Конни уселась. Эрик захлопнул дверцу. Конни не могла удержаться от мысли, что он, хотя в его поведении, казалось, все говорило об обратном, мало чем отличается от ее обычных поклонников. Ему тоже было что-то нужно от нее, то, чем она никогда не хотела делиться. Но мысль эта вылетела из головы, как только, выглянув из окна, она заметила его мускулистый зад, плотно обтянутый джинсами.
– Куда едем? – спросила она, когда Эрик сел за руль.
– Как куда? Домой, на воскресный обед, – усмехнулся Эрик.
– А что в меню?
– Тушеное мясо в горшочках, печеный картофель и суфле из брокколи. И еще советую оставить местечко для десерта. Мама умеет готовить совершенно потрясающие кокосовые хлопья.
– О, Сьюзан Хейуорд была такая красавица! – воскликнула Мэри Коллинз. Личико сердечком в обрамлении облака серебристо-белых волос. Когда дети, Эрик и Лаура, убрали со стола, Мэри, бывшая в молодости каскадершей, принялась судачить с Конни о жизни кинозвезд.

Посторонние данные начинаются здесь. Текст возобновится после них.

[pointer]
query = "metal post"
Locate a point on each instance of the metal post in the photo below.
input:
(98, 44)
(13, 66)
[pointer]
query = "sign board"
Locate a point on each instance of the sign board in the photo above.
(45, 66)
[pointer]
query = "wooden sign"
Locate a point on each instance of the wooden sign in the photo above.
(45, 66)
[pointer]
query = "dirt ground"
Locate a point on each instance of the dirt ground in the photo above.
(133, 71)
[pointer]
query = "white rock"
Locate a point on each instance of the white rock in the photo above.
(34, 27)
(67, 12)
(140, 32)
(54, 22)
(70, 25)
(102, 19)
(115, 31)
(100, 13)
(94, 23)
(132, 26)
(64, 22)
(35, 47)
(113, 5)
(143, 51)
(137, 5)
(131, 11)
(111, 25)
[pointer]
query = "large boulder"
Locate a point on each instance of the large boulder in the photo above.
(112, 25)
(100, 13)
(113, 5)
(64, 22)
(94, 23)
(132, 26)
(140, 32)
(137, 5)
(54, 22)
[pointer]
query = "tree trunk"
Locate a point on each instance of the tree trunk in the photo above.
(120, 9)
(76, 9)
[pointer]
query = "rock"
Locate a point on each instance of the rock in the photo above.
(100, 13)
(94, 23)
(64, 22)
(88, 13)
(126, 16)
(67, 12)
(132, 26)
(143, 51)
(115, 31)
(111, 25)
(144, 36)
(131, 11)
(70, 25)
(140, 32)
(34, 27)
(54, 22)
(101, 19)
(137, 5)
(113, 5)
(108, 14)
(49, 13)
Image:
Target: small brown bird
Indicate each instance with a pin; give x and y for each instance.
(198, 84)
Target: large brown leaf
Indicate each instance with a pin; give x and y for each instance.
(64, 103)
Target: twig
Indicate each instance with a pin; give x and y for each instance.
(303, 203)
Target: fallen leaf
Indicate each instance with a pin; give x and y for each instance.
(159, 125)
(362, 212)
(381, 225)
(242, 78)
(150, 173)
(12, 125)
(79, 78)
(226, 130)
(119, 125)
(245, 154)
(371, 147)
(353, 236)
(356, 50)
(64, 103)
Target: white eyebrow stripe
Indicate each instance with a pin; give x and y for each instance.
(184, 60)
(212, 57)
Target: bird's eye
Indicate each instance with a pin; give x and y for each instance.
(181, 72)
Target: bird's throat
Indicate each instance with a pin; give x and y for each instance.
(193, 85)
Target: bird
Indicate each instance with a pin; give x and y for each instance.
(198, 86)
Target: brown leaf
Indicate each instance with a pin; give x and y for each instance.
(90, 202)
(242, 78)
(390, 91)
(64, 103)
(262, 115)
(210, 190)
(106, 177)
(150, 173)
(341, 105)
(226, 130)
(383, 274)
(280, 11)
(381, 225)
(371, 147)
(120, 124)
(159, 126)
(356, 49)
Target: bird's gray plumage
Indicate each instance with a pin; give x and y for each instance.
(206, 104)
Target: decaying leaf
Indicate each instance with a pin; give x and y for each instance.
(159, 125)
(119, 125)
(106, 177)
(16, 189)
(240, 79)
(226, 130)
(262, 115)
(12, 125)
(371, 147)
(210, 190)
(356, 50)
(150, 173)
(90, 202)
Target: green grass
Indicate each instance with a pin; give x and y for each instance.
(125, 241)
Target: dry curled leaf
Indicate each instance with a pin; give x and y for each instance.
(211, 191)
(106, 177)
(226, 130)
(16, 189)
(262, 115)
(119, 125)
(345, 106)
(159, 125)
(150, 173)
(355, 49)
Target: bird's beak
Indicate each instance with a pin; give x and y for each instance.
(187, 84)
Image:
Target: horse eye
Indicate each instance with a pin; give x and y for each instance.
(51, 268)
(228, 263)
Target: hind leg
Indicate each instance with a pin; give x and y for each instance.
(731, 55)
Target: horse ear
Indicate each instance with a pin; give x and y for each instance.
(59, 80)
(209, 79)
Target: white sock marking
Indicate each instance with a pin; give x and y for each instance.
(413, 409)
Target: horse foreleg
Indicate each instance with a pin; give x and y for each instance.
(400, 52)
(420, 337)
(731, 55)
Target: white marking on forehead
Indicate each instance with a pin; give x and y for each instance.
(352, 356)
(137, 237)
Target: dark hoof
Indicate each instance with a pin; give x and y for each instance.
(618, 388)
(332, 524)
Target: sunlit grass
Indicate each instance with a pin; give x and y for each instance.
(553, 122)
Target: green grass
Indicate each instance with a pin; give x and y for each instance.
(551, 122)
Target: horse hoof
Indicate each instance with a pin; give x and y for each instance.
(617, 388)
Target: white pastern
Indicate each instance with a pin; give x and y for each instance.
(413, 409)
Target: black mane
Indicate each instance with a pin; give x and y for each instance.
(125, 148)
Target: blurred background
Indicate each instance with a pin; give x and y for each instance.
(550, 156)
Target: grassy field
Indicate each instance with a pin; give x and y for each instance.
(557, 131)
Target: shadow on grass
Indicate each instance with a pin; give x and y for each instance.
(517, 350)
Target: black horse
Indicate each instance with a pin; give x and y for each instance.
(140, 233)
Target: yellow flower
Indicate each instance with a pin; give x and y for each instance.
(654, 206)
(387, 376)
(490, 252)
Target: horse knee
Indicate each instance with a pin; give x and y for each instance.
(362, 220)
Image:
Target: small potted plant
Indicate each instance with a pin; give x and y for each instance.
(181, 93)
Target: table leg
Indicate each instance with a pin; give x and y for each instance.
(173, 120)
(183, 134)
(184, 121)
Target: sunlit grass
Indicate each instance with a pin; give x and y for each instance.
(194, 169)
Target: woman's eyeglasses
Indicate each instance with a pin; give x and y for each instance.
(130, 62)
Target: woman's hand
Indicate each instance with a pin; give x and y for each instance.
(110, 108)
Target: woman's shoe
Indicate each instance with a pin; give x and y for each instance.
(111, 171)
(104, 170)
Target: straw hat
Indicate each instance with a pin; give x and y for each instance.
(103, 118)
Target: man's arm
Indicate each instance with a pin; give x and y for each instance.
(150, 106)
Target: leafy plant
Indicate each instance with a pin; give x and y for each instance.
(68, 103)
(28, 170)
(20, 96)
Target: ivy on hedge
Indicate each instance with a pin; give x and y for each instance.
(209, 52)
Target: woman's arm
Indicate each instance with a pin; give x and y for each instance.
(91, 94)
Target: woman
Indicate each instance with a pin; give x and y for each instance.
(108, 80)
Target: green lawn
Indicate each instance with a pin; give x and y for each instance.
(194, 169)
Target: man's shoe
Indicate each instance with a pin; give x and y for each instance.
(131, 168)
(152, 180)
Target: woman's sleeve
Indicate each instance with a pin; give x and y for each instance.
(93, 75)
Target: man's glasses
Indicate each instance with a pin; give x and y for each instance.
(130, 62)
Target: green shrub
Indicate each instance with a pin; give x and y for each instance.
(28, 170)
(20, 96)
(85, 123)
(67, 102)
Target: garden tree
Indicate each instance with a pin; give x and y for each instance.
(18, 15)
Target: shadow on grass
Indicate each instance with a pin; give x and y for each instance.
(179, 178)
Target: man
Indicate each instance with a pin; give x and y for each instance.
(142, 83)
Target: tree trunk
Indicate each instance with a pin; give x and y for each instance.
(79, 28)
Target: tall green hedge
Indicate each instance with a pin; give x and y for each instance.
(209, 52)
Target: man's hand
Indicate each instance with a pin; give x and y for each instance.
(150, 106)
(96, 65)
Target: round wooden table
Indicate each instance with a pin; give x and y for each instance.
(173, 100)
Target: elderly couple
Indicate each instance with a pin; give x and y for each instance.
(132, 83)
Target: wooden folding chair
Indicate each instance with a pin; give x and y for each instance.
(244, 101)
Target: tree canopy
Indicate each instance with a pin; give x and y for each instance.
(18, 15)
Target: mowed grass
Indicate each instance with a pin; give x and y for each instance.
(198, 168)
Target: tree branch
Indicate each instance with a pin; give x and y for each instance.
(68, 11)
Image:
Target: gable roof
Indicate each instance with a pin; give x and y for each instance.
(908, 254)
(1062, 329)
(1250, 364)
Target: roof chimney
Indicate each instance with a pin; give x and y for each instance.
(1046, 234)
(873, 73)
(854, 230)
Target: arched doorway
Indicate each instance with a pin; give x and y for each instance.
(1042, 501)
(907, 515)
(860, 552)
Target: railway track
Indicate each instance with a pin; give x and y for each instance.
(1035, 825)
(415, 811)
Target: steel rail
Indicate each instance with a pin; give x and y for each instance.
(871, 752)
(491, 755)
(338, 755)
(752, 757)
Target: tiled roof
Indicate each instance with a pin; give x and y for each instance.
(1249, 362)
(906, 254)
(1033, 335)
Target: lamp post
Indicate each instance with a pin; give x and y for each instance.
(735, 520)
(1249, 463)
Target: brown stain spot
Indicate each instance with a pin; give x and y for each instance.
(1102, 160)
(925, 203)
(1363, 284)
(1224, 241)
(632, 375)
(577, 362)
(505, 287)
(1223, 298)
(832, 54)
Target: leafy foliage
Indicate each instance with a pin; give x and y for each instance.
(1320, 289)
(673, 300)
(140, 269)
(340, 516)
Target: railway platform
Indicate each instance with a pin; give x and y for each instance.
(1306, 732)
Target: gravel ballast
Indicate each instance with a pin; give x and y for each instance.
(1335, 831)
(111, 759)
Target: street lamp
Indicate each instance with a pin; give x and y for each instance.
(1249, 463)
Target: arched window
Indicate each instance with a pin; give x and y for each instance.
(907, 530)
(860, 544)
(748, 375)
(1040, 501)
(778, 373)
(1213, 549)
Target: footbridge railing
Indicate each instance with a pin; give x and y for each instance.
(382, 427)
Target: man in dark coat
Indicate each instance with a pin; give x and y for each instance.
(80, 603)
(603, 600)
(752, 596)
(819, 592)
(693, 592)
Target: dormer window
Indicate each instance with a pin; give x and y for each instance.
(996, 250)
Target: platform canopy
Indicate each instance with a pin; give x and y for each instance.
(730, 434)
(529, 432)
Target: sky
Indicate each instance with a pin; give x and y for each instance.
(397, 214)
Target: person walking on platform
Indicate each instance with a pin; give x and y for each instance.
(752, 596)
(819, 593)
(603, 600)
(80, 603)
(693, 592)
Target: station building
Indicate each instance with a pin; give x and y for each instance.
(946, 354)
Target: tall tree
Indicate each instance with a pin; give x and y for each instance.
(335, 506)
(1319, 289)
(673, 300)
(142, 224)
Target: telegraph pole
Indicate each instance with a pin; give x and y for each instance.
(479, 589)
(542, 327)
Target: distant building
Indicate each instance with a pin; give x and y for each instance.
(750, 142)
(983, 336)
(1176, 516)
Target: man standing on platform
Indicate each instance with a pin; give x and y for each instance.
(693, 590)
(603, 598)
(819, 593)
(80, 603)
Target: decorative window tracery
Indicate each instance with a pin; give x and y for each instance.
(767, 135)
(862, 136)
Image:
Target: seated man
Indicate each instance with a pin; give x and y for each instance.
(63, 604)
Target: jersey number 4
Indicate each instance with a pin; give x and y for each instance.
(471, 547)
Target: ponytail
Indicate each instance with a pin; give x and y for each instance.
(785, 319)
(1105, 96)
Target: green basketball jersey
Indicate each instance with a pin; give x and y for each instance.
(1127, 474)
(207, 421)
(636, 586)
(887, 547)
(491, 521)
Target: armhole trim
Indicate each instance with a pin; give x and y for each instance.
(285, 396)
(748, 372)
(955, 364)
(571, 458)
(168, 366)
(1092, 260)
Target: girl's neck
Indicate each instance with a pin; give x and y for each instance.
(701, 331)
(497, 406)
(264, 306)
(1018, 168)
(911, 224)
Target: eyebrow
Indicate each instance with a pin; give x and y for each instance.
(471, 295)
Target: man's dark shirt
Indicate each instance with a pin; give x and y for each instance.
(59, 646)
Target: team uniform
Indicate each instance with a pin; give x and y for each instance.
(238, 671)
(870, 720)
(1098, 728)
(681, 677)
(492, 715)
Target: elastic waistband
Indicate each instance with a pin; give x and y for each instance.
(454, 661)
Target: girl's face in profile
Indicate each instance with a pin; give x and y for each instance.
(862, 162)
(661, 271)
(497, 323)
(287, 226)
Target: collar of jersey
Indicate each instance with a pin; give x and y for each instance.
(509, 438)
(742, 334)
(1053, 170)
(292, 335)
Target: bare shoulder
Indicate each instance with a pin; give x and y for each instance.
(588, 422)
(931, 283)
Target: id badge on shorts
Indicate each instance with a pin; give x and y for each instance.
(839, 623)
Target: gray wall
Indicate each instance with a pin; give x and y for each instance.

– Я дублировала Сьюзи в картине под названием «Белая знахарка». О, давно это было, еще в пятьдесят третьем, – добавила Мэри. – Партнером ее был сам Боб Митчем, и, как обычно, весь детский состав съемочной группы положил на него глаз. Но ему нужна была только Сьюзан. И то, что она замужем и счастлива в браке, ничуть его не смущало. А я сама была тогда одинока и просто сходила с ума по Бобу. Сьюзан знала это и решила мне помочь. И вот однажды вечером мы все отправились в бар выпить. Ну и Митч пил одну за одной, а в перерывах все время подкатывался к Сьюзан. И тогда она ему сказала: пусть идет к себе в номер и ждет ее там. А потом вдруг хватает меня за руку и шепчет: «Эй, Мэри, у тебя есть неплохой шанс занять мое место рядом с этим большим белым охотником. Он просто в стельку пьян и не заметит разницы, особенно если в номере будет темно». Ну, я так и сделала, а на следующее утро Митч появился на съемках и уж так выпендривался, прямо гоголем ходил! Еще бы, ведь он был уверен, что переспал с суперзвездой, бедняжка!.. И знаете, я просто уверена, до конца своих дней он считал, что просто использовал ее и бросил!
– Мама! – крикнула Лаура из кухни.
– Моим ребятам не нравится думать, что когда-то и у их старой мамочки была личная жизнь, – рассмеялась Мэри.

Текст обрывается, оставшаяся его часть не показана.